Donut You Absolutely Need to Eat: Brioche with Chocolate Filling and Cocoa Krispies
Surprise! This guy's made of brioche, stuffed with a ring of chocolate, dipped in milk chocolate ganache, sprinkled with Cocoa Krispies, then drizzled with vanilla frosting, allowing you to live out those two dreams you thought were incompatible: fancy beret-wearing writer in a French cafe AND stay-at-home child living in your mom's basement and eating Cocoa Krispies out of the bag so messily that they fall out all over your donuts. Who says dreams can't come true?
Glazed and Infused
Donut You Absolutely Need to Eat: Bar Snack
M&Ms, pretzels, peanuts, potato chips... you can get practically a week's worth of junk food out of the way with a single Bar Snack donut from Glazed and Infused. They've also got banana cream cheese, a Key lime custard-stuffed (topped with graham cracker streusel!), and a bacon-maple Long John, so you've pretty much got all of your junk-food bases covered.
Surdyk's Cheese Shop
Donut You Absolutely Need to Eat: Maple Glazed with Bacon
Donuts from a liquor store? Your
washed-up detective life-long dream is finally a reality. Surdyk's fries up their donuts in grape seed oil, resulting in a crispier dough. This fella's glazed in maple and then sprinkled with Benton's bacon, but they've also got lemon-lavender chocolate glazed and a cinnamon, cardamom, clove, and orange Chai Spice donut. Plus, every donut comes with a free donut hole. Sorry, kindergarteners.
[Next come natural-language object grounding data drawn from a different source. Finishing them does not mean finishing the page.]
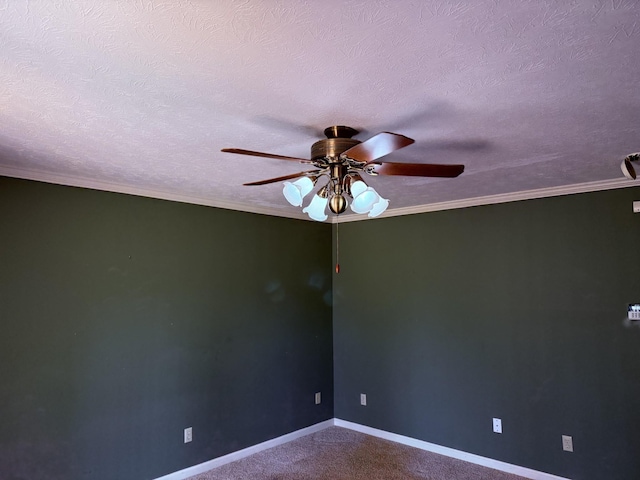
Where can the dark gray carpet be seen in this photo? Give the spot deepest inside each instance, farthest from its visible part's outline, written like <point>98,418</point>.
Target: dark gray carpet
<point>342,454</point>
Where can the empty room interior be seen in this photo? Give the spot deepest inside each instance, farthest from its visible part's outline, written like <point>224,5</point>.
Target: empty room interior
<point>154,278</point>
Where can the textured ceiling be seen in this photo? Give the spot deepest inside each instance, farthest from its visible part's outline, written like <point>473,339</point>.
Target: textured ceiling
<point>142,95</point>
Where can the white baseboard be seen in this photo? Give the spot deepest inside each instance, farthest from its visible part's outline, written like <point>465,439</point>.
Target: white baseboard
<point>232,457</point>
<point>449,452</point>
<point>412,442</point>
Peter Pan Donut & Pastry Shop
Donut You Absolutely Need to Eat: Red Velvet Cake
This shop has been around since 1961, so you know this donut with cream and crumbled red velvet cake, all for $1, is totally legit (vanilla glazed with rainbow sprinkles for photo-friendly propping not included). Also, it's from Brooklyn, so you know it enjoys vintage snapbacks.
Donut You Absolutely Need to Eat: Coconut Cream
This small-batch 'nut shop in Chi-Town coats this coconut cream number in toasted coconut flakes and tops it with a delicious pile of coconut shavings. Or, if you need a little something extra to put out your fire, snag their blood orange with raspberry jelly, Tahitian vanilla glazed, or Nutella Long Johns (!).
Do or Dine
Donut You Absolutely Need to Eat: Foie Gras
This place is known for pushing the boundaries (they've got a shot called The Spherickle Back, which is a pickle back in a crazy floating sphere), but a foie gras donut is a serious mind-blower. You may never have imagined you'd be eating a goose liver-stuffed donut, but you DEFINITELY never imagined that a goose liver-stuffed donut could be this tasty.